While I enjoyed Tarantino’s latest project, it left me feeling a little hollow inside. It really feels like the writer/director has utterly failed to develop as an artist. He’s technically astute, and has an incredible repertoire of film history in his head on which to draw. This seems to make him an incredible writer and director of individual scenes and set pieces. Inglourious Basterds, for example, begins with a fay Nazi officer interrogating a French farmer about some Jews he may or may not be concealing. Depending on how you feel, it’s an homage to or highly derivative of the work of Sergio Leone.
It’s a riveting scene, but, much like Kill Bill, it’s preceded by a title card that explains that this is ‘Chapter One’. Other title cards follow. See, Tarantino can’t seem to resist reminding us that we’re watching a film. And not just any film–one of his films.

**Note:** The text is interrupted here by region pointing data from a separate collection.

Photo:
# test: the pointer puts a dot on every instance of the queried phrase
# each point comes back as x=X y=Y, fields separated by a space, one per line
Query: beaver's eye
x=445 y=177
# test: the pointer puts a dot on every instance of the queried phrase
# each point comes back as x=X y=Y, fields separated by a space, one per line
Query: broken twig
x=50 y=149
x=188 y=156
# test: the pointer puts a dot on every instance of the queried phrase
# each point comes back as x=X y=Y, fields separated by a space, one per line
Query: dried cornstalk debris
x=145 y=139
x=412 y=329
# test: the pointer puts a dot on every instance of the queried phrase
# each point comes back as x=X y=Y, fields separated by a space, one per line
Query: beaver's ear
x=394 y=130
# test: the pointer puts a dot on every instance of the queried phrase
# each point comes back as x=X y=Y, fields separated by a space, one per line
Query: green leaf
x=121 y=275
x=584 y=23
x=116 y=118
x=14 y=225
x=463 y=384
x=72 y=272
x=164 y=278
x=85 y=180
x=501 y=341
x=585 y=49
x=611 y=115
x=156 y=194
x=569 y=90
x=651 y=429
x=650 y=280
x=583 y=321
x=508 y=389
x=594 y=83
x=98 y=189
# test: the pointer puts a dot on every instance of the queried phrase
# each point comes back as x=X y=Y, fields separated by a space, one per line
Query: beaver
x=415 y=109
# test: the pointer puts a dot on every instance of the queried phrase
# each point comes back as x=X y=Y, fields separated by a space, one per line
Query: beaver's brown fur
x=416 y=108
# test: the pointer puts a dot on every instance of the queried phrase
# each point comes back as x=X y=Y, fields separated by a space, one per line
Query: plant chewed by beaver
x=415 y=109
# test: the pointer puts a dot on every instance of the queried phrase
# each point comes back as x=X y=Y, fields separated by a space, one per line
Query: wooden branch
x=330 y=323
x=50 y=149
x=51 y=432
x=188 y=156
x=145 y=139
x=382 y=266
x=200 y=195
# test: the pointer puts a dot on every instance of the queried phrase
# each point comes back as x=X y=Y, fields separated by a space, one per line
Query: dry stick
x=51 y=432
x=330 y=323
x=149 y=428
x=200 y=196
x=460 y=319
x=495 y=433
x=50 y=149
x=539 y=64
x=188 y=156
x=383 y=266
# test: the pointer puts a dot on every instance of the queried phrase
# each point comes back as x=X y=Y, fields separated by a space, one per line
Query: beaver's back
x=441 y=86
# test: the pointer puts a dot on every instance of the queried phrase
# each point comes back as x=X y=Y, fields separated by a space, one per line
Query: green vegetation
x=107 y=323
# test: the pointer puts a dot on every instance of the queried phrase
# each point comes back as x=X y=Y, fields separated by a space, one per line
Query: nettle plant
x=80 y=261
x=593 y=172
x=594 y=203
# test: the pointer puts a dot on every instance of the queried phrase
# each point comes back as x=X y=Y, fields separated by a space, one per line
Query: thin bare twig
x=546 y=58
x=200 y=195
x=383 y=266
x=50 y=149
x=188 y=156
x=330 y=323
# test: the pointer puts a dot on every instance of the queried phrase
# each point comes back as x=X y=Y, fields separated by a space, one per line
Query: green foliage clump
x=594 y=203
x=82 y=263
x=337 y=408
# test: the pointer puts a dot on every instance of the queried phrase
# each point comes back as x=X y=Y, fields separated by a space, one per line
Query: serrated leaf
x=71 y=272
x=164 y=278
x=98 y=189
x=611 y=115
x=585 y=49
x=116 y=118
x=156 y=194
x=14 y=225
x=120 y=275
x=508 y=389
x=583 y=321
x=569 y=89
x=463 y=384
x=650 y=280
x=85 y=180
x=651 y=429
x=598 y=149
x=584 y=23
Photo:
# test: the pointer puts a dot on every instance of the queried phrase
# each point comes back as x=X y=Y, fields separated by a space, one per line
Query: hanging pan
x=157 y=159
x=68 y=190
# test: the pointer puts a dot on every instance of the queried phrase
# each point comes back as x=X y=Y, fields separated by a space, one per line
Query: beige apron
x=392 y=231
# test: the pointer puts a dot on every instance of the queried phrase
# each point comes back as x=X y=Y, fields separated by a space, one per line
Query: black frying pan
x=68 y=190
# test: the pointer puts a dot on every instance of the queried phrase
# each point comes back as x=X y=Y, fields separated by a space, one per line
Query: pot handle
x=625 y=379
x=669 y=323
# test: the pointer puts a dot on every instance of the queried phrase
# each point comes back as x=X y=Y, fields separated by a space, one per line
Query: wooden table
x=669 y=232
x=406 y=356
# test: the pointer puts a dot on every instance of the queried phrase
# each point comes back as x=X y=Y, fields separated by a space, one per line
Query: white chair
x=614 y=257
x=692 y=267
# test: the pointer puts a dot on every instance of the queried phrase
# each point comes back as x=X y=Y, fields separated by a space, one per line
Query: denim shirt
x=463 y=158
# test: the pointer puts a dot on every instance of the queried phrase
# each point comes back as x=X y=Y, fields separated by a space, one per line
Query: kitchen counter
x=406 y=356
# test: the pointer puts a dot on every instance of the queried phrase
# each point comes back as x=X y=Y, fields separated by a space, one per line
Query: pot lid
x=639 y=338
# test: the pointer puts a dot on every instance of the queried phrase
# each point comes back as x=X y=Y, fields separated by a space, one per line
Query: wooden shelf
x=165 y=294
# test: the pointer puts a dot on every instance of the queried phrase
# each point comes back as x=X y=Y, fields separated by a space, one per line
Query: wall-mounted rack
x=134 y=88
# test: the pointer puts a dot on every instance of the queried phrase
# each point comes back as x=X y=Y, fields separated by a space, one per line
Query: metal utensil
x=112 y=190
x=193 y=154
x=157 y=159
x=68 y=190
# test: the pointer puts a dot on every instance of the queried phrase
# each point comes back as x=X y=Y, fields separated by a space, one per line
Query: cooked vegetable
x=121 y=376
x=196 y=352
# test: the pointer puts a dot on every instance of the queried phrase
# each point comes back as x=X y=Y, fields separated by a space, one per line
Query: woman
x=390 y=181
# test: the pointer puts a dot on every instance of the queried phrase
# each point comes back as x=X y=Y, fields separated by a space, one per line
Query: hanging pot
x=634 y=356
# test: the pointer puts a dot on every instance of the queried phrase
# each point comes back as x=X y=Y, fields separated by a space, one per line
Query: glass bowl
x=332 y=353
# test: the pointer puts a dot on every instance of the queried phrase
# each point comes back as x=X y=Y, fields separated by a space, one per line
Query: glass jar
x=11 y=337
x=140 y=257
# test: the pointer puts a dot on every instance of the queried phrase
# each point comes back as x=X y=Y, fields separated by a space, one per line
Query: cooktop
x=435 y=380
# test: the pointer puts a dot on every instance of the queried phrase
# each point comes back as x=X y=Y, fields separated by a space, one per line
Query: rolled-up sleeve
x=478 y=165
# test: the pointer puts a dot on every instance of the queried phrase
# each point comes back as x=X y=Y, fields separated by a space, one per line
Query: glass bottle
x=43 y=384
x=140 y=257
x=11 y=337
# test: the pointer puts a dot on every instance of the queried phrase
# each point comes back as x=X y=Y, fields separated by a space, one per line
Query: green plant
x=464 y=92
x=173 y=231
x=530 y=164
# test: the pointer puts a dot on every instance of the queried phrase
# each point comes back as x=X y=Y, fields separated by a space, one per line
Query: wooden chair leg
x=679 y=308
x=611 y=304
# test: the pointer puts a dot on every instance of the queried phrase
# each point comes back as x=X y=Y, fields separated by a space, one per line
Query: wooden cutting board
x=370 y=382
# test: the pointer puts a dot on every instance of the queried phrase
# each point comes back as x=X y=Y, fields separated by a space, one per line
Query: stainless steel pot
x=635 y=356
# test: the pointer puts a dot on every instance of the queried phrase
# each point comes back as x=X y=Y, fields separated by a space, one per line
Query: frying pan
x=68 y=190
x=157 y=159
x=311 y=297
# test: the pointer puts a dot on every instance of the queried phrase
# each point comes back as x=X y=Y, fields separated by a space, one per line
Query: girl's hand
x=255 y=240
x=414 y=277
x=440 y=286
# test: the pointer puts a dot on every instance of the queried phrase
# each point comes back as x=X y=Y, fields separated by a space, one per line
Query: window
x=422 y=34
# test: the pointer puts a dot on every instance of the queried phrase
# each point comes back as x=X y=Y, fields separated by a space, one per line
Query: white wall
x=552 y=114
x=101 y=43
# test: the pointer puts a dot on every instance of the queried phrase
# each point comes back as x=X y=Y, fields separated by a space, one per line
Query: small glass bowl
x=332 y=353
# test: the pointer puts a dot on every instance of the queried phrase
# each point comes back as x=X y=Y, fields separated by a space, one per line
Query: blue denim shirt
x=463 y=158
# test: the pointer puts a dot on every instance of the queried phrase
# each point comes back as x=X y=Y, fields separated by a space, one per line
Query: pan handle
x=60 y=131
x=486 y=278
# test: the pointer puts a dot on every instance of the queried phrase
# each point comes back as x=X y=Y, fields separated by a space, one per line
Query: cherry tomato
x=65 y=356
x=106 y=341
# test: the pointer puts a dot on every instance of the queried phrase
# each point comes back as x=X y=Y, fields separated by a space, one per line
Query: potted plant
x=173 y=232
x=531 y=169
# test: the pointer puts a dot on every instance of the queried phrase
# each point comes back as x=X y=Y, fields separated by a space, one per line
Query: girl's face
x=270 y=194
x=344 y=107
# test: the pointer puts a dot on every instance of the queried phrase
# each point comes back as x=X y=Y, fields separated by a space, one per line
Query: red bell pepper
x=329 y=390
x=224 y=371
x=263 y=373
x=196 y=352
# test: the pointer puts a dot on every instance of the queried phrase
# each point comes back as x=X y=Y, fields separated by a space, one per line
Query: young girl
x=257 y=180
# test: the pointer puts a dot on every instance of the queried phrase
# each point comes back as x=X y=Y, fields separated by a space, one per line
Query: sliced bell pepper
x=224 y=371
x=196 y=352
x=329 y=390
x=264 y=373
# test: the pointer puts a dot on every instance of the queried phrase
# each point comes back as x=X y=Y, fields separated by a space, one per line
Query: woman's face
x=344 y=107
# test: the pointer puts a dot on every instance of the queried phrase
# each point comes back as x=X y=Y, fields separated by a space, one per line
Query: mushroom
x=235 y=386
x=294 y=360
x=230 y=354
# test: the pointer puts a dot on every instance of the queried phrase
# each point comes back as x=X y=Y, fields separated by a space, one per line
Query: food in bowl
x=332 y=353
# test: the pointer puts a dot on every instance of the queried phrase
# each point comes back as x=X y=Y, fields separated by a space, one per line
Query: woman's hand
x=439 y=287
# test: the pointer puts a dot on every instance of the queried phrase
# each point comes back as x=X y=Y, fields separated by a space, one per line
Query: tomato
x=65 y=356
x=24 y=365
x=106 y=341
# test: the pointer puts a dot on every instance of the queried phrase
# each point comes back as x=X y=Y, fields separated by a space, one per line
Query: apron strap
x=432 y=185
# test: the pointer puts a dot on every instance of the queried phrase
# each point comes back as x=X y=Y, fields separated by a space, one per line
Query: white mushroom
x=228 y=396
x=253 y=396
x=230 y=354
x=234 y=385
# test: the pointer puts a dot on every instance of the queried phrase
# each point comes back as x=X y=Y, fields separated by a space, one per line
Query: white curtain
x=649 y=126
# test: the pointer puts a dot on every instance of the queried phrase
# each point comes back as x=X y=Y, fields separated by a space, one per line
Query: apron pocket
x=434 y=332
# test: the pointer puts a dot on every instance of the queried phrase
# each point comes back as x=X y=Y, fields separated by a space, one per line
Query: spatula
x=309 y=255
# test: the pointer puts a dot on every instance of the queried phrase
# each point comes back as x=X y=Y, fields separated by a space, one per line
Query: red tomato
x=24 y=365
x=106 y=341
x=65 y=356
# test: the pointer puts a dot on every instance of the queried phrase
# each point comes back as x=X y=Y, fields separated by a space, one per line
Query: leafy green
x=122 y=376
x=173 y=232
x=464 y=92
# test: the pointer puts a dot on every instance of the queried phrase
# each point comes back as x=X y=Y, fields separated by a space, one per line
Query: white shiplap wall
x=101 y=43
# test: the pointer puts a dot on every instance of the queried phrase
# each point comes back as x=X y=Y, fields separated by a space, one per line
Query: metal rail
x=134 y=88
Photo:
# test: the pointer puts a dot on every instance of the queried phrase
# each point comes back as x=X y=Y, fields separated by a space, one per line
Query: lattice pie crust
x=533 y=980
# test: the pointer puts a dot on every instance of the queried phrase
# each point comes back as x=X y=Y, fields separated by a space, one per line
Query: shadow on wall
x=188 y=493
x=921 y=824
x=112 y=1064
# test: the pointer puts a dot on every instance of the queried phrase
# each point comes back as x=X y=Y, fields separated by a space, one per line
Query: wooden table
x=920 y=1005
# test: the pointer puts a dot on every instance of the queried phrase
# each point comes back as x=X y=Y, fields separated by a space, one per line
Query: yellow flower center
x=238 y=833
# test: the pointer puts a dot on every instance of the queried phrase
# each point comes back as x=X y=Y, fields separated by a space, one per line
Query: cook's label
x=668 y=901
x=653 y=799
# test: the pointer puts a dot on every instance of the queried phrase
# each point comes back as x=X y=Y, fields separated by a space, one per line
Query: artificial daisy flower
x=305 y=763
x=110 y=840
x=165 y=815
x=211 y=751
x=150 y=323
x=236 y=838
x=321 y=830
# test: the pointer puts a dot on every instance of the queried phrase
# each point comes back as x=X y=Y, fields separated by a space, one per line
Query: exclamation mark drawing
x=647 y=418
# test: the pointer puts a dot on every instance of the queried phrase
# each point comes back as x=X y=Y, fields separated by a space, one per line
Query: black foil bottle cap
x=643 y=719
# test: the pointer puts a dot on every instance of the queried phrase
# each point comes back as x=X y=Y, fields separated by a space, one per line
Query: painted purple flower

Hence the title cards, the self-aware performances his actors give, the conspicuous song choices, the film-within-a-film in this movie and so forth. They’re all post-modern tricks that felt very hip in 1994.
Today, his films feel like sweet confections with hollow centers. There’s nothing wrong with plain old entertainment, but I really wish Tarantino would explore some themes beyond ‘how cool is retro?’, ‘the world is full of sudden violence’ and ‘I am a master film aesthete’. Here’s a quote from Cannes that kind of sums up my frustration with Tarantino-as-egotist-auteur. It’s in response to a question about the title’s mispelling:
Here’s the thing: I’m never going to explain that. You do an artistic flourish like that, and to describe it, to explain it, would just take the piss out of it and invalidate the whole stroke in the first place. Basquiat takes a letter ‘L’ from a hotel room door and sticks it on his painting. If he describes why he did it, he might as well not have done it at all. That’s my answer!”
Guess what, dude: you’re not Basquiat. I don’t actually mind his misspelling the title. It’s just that his films seem to reflect a kind of aesthetic snobbishness which I find frustrating.